De no mediar ninguna sorpresa de último momento, hoy, finalmente, la Cámara 1ª del Crimen de Córdoba dictaría sentencia en el juicio que se sigue contra dos efectivos de la Policía de Córdoba en el marco de una fatal represión ocurrida en 2005 a la salida de un superclásico entre Belgrano y Talleres, en el Estadio Kempes de la ciudad de Córdoba, y que terminó con un hincha muerto y otros tres heridos. Las víctimas fueron alcanzadas por perdigones de plomo disparados desde una escopeta policial. El fallecido fue Jorge Martín Castro, un hincha de Talleres que tenía 19 años.

El principal acusado es el cabo Gabriel Alejandro Vivas (40), para quien el fiscal Marcelo Novillo solicitó una pena de 4 años y seis meses de prisión efectiva por el delito de homicidio culposo doblemente agravado y lesiones culposas, por el uso de arma de fuego y porque el disparo ocurrió en el marco de un espectáculo deportivo.

El restante imputado es el comisario mayor (retirado) Juan Carlos Brito (54), para quien el fiscal requirió una condena de 3 años y medio de prisión por vejaciones agravadas y mal desempeño de la función pública. Ambos están libres.

Plomo contra la gente

El drama se desencadenó en la tarde del 16 de abril de 2005, cuando el partido ya había terminado y las parcialidades de ambos equipos de retiraban del ex Estadio Córdoba.

En esas circunstancias, se produjo una pelea entre hinchas de Belgrano y Talleres. La Policía reprimió, lo que dio lugar a un cruce con hinchas de la “T”, cerca del río Suquía.

Los uniformados tenían órdenes de reprimir con escopetas cargadas con cartuchos con balas de goma. Sin embargo, al menos un efectivo tiró con un cartucho que tenía perdigones de plomo. Algunos plomos dieron en el cuerpo de Jorge Castro, quien observaba los incidentes y murió al poco rato.
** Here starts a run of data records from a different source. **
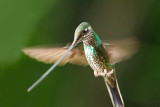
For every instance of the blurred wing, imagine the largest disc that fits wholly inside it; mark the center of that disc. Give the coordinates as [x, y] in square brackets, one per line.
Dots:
[51, 55]
[121, 49]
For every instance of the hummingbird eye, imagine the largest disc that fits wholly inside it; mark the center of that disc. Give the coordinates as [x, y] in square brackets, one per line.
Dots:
[85, 31]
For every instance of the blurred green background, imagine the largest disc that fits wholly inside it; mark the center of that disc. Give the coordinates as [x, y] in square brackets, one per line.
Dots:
[25, 23]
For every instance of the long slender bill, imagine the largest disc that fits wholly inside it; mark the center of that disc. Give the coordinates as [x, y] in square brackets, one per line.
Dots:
[50, 69]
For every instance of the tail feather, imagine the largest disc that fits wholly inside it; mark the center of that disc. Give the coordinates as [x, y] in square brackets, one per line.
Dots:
[114, 93]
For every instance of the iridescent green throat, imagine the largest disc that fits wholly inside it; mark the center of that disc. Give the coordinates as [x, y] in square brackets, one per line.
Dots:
[93, 44]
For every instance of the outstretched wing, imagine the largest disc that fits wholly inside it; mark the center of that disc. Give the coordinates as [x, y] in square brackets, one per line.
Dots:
[121, 49]
[51, 55]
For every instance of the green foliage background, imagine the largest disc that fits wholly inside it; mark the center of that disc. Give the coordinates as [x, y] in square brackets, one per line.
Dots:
[25, 23]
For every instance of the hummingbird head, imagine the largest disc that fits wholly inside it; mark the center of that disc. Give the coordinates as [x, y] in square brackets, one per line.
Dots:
[83, 32]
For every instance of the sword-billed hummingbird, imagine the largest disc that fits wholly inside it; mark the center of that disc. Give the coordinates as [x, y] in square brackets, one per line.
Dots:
[102, 57]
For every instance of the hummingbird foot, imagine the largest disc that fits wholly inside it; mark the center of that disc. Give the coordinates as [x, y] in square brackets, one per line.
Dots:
[96, 73]
[108, 74]
[103, 74]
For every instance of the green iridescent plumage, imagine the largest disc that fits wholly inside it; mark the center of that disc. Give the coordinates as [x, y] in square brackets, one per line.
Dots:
[102, 57]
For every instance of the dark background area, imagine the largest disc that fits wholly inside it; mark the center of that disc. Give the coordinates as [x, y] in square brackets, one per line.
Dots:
[53, 22]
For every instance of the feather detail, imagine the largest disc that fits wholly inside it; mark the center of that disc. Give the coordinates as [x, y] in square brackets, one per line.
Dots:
[121, 49]
[51, 55]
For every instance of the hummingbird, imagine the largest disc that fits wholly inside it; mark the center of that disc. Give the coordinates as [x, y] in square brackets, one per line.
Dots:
[100, 56]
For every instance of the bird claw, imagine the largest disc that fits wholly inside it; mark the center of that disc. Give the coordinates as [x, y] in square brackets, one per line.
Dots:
[104, 74]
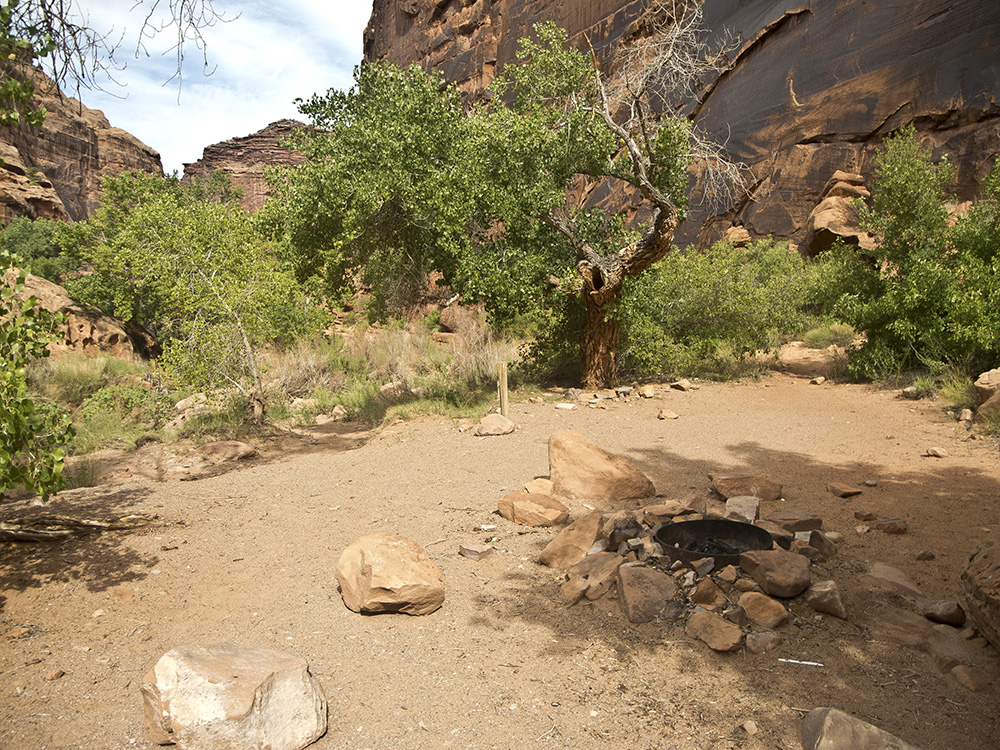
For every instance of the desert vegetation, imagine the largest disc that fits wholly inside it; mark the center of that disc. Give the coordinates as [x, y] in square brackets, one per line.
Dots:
[405, 197]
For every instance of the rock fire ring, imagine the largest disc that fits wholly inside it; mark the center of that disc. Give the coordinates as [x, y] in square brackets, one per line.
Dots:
[724, 540]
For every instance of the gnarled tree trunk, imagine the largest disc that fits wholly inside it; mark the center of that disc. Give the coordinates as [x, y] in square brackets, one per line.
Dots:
[599, 343]
[602, 283]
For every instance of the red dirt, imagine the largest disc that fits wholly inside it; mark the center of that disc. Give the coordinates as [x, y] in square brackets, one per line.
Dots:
[248, 557]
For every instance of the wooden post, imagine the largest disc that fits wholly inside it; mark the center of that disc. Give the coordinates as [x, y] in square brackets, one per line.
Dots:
[502, 387]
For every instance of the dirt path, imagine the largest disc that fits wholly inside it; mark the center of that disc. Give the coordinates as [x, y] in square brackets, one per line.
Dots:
[249, 558]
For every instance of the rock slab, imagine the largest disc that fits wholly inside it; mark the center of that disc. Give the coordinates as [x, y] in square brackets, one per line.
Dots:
[830, 729]
[385, 572]
[223, 696]
[778, 572]
[532, 509]
[581, 470]
[571, 544]
[716, 631]
[982, 587]
[744, 485]
[644, 592]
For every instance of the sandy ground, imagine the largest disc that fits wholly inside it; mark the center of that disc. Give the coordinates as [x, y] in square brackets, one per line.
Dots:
[248, 557]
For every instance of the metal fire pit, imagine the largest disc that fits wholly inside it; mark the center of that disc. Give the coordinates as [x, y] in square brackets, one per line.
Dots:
[688, 541]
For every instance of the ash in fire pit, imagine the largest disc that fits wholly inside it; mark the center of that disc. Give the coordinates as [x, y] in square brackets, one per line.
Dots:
[688, 541]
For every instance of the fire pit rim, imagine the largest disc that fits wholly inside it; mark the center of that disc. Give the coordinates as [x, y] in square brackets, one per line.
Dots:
[751, 537]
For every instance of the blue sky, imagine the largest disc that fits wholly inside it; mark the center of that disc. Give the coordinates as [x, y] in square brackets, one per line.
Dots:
[270, 53]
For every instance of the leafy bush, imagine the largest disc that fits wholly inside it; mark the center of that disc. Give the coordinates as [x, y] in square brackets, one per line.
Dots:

Según la causa, quien tiró fue el cabo Vivas. También se lo acusa de haber herido a los hinchas Sergio Kowalewsky, Marcelo Castillo y a su hijo Lucas.

En medio de la represión, según el expediente, el comisario Brito le habría pegado con una escopeta a Castillo padre y, en vez de ayudarlo, lo insultó y lo dejó librado a su suerte, marchándose en un patrullero.
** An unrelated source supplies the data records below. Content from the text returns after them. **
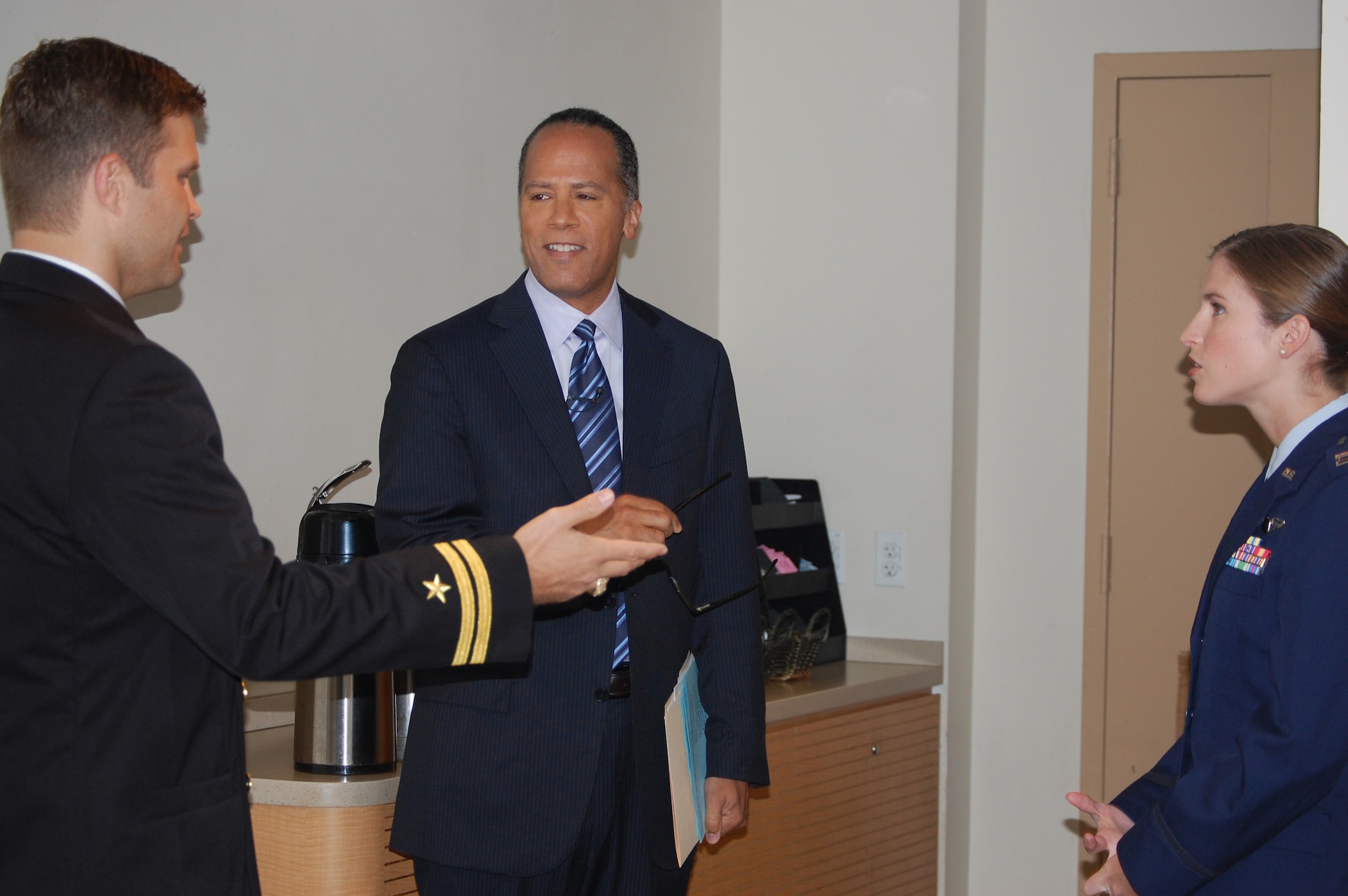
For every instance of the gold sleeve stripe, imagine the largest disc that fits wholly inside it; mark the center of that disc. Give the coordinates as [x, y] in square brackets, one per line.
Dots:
[467, 604]
[485, 600]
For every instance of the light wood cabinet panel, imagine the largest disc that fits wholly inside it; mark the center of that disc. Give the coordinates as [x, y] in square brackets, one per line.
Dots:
[330, 852]
[854, 808]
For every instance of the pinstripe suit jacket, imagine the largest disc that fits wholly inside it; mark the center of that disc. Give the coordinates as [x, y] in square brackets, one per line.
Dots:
[477, 441]
[1254, 796]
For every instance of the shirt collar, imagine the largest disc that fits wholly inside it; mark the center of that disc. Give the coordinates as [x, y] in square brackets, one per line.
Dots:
[75, 269]
[1303, 430]
[560, 319]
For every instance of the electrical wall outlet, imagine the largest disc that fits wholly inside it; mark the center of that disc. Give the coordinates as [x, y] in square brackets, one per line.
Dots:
[836, 548]
[892, 560]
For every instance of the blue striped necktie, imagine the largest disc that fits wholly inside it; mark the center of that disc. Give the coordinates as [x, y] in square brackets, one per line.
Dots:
[590, 401]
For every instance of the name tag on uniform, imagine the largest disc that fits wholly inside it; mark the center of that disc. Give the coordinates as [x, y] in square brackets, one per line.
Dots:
[1250, 557]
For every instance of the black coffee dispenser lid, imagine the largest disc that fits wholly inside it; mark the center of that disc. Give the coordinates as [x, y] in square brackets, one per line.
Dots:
[336, 533]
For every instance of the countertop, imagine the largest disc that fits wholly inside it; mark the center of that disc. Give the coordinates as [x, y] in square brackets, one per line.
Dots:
[877, 669]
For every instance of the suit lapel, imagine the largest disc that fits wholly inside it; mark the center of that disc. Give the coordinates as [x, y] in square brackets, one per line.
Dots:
[41, 276]
[646, 366]
[522, 352]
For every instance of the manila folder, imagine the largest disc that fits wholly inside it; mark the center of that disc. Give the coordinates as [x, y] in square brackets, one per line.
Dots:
[685, 738]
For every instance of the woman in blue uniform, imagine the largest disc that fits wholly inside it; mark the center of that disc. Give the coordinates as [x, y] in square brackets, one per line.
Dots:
[1253, 798]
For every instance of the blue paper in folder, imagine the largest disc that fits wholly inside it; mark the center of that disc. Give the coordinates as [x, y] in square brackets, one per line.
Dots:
[685, 738]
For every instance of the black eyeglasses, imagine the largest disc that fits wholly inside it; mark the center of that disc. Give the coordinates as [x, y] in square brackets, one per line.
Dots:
[699, 611]
[692, 608]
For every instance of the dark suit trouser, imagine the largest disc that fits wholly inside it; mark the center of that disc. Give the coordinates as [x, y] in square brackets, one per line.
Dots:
[611, 856]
La familia del joven Castro, a través del abogado Daniel Quinteros, reclamó una pena de 8 años y 3 meses de cárcel para Vivas; mientras que el abogado Miguel Ortiz Pellegrini –representante de Castillo– solicitó 5 años y tres meses de prisión para Brito.

Los acusados se declararon inocentes. Sus defensores pidieron las absoluciones, tras desestimar las acusaciones y, básicamente, poner en duda que sus clientes fueran quienes cometieron los delitos atribuidos.
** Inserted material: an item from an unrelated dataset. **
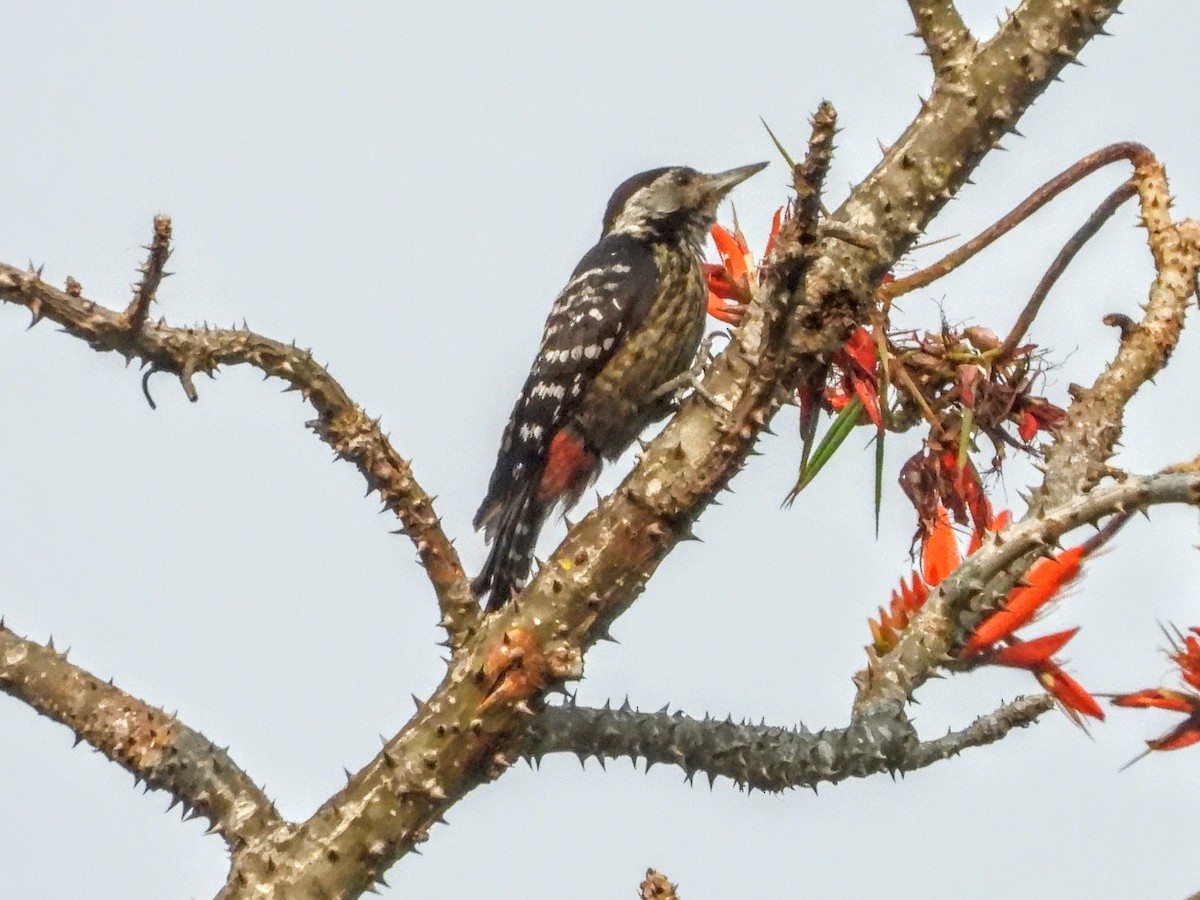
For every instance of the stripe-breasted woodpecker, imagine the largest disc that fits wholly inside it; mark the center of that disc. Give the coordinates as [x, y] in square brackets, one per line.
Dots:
[629, 321]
El juicio se sustancia en la Cámara 1ª del Crimen de Córdoba. El fallo se conocería a la mañana.  Demandas civiles

En el proceso oral y público, la familia de Jorge Castro reclamó una indemnización de 1.396.000 pesos, mientras que el sobreviviente Marcelo Castillo exigió al policía Brito una suma cercana al medio millón de pesos.

En caso de condenas, las indemnizaciones deben ser abonadas de forma solidaria entre los acusados y el Estado provincial.